Navy mandates COTS for data and communications pgrade

Oct. 1, 1997
WASHINGTON - U.S. Navy officials, in an effort to standardize the voice, video, and data systems at their bases worldwide, are tasking experts at Lucent Technologies Inc. of Murray Hill, N.J., and GTE Government Systems Corp. in Stamford, Conn., to provide components for a new telecommunications system.

By John McHale

WASHINGTON - U.S. Navy officials, in an effort to standardize the voice, video, and data systems at their bases worldwide, are tasking experts at Lucent Technologies Inc. of Murray Hill, N.J., and GTE Government Systems Corp. in Stamford, Conn., to provide components for a new telecommunications system.

The so-called Infrastructure Modernization of Voice, Video, and Data (VIVID) Supplies, Services, and Local Access and Usage project will provide switches, servers, multiplexers, voice mail, phone sets, fiber cable, wireless equipment, and services related to voice, video, and data communications to different bases.

VIVID will standardize on commercial-off-the shelf (COTS) equipment. "For VIVID we are going to pull technology together rather than push out new technology," says Kurt Lawson, VIVID technical program manager at GTE.

These upgrades also will provide voice, video, and data capabilities for ships at sea and at dockside, says Jim O`Neill, president of Lucent`s government services business. Managing the program will be officials of the Space and Naval Warfare Systems Command in Arlington, Va.

Officials of the Navy and any other Department of Defense agency can use the VIVID contract to buy or lease a wide variety of telecommunications and information-processing equipment such as data networking equipment, network management and security systems, cable plant, SONET transmission equipment, and telephone switches.

Lucent, the only bidder to receive a full contract, will supply networks, equipment and telecommunications services. Companies receiving partial contracts will vie with Lucent for an estimated $2.9 billion in business over the next 10 years.

Navy officials awarded the contract by having each company try to solve all the telecommunications problems of one fictitious base, explains Tom Earley, program manager for VIVID at Lucent. The fictitious base had a representation of each problem at all the bases worldwide.

"Our technology will add the capability of five-way video-conferencing through use of digital switches and wireless networks will be used on shipboard applications," he says.

"The new systems will have an affect on the seaman`s personal life as well," Earley says. "Currently every time a ship enters a new port, the sailors must change the phone number where family can reach them. Under the VIVID contract each ship will have the same phone number anywhere they go in the world."

Lucent is offering its 5ESS-2000 Switch, DEFINITY Enterprise Communications Server, multimedia communications exchange server, Multipoint Conferencing Unit, SONET multiplexers, WaveLAN and WavePoint systems for wireless network connectivity, Intuity voice mail, ISDN phone sets, fiber optic cable, and microwave equipment.
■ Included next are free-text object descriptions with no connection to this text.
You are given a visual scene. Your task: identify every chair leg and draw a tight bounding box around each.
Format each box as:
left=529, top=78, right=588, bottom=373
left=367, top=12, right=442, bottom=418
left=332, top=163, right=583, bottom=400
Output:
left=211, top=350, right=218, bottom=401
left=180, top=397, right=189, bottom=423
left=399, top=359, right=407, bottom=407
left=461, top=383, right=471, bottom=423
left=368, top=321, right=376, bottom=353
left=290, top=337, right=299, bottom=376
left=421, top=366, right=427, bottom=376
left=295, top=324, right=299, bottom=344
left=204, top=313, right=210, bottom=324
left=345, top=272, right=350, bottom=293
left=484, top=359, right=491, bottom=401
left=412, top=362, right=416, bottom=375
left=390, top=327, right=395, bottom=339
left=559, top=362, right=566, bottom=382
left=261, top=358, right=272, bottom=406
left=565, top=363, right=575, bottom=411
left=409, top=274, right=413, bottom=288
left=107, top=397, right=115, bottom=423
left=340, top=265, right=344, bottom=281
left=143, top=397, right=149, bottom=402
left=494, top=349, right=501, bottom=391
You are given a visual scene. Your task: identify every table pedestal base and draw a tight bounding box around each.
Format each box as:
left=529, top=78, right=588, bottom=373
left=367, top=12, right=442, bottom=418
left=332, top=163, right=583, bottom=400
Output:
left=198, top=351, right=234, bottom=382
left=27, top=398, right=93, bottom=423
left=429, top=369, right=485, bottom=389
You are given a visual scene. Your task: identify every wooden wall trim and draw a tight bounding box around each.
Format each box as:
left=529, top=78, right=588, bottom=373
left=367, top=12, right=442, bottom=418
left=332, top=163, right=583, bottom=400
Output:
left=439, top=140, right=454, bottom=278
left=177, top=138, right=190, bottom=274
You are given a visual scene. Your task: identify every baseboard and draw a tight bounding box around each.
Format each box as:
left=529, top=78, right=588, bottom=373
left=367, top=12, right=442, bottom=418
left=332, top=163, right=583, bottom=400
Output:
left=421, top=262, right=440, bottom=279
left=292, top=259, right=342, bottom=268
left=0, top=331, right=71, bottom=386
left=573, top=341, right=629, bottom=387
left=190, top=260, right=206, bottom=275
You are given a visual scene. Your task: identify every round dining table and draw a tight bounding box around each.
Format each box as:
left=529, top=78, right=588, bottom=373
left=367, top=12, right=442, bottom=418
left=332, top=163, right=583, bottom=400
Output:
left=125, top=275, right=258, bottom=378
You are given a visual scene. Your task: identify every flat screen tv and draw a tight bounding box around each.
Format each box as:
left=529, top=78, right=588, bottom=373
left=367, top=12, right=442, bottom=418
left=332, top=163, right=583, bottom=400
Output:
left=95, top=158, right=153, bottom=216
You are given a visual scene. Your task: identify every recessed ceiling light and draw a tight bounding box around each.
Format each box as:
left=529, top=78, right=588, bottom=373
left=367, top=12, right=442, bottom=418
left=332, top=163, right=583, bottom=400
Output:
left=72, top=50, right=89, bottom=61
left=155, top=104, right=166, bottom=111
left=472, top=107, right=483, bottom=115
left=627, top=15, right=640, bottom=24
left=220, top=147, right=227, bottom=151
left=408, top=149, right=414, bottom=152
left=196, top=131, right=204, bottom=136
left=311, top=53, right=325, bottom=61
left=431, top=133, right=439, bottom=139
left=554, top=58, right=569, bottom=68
GTE`s partner on VIVID, Electronic Data Systems of Plano, Texas, will provide data network design, installation, and management services, as well as for subcontracting out information-processing services under the program.

The process will be a migration that will take 10 years if the Navy continues to have the money to finance it, Lawson says. "We won`t be going in and replacing the system overnight."